Büyüklerin yolu bu izleri örten çaputlarla örtülü görünse de, gerçekte bir hazîre içi, bir çini parçası, kavuklu bir mezar taşı ve süslü kemerlere, yıldız tozlarıyla deveran eden eski kubbelere kadar çoğalmış mânâlar İznik’te. Kafile kafile ziyarete gelen insanlar şimdi bakıyorlar garip garip târihi mekânlara. Çünkü yabancılaşmışlar kendilerine ve geçmişlerine. Ve insanın yabancılığı ne kadar âşikârsa, aradıkları da o kadar meçhulleşmiş, kaybolmuş..

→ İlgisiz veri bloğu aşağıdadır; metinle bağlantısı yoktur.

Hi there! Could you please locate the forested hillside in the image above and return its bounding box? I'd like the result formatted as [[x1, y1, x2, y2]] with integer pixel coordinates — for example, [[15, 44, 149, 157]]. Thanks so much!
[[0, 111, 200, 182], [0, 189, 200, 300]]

Oysa sandukaların örtülerini kaldırmak zor değil. Zor değil yeniden tanışmak ervahla. Nakkaşların nakışlarını çözmek için ikinci bir ömür lâzım bize. İkinci bir ömür;
“Daim diriyiz ölmeyüz
Karangularda kalmayuz
Bize leyl-i nehar olmaz!” diyen…
***
Zaman, arsız bir etek gibi kesile kesile kısaltılmış âdetâ insanlığın üzerinden. Bununla birlikte her şey azalmış sanki; su, bitki, sevgi, edep…
Gözlerim ikindi vakti İsmail Bey Hamamının kubbesinde, kâinatla yaşıt bir bilgenin, fezadan daha derin kalbi gibi mütemadiyen dönüyor zihnimle birlikte….
Bu kubbe, bu tezyin Batı’nın belâ yağmuruna rağmen insanlığın ruhunun bir dayanağı olmuş. Hemedân’dan yola çıkan ontik bağımız köklerimizle gözlerimizin aynı fikirde olduğuna bir delil! Çünkü bize görünenin görünmeyene bir gölge, bir işaret olduğu, varlığı kaldırdığında kalanın yaradan olduğunu öğretilmişti.
İlâhi mura, tâ başından beri böyleydi. Allah âdeme kelimelerin bâtınını öğretti. Bâtından kaçan gotik katedrallerin ve devasa portrelerin tahkiki imân ve tefekküre engel teşkil ettiği bir vakıa. Zaten anlamak gerek; şiir ve san’at aklı uyandırmıyorsa nasıl ve neyle bulunur hakikat? Çünkü esâsında hakikat bulunmaz, hakikate u/yanılır… Âşık olunmadan, san’atında mecnun olunmadan “olunmaz” san’atkâr!
Göl altında bulunan bazilikaya elinizi uzatın desem ürperirsiniz değil mi? Haydi şehri boşaltıp altındaki gerçek şehirleri kazıyıp çıkaralım desem korkar, yanaşmazsınız.
Şu hâlde razı olmak gerek kayıp kelimeleri bulup okumakla iktifa etmeye. Hem zaten çinilerde, kubbelerde, minarelerde gördüğümüz tezyinâtı okumaktır aslolan…
Zamanın donduğu ve biriktiği bu mekânlar, gerçekte insanları tenlerinden soyup Rabb’in el- Musavvir ismiyle her ân yeniden ve yeniden dirilmek içindir. Çünkü insan, taklitçi bir maymun değil, her an yaratan Hakk’la söyleyişte ve aynı işte mânâ yaratabilen tek varlıktır. Çünkü insan murad edilen “ahsen-i takvim”dir…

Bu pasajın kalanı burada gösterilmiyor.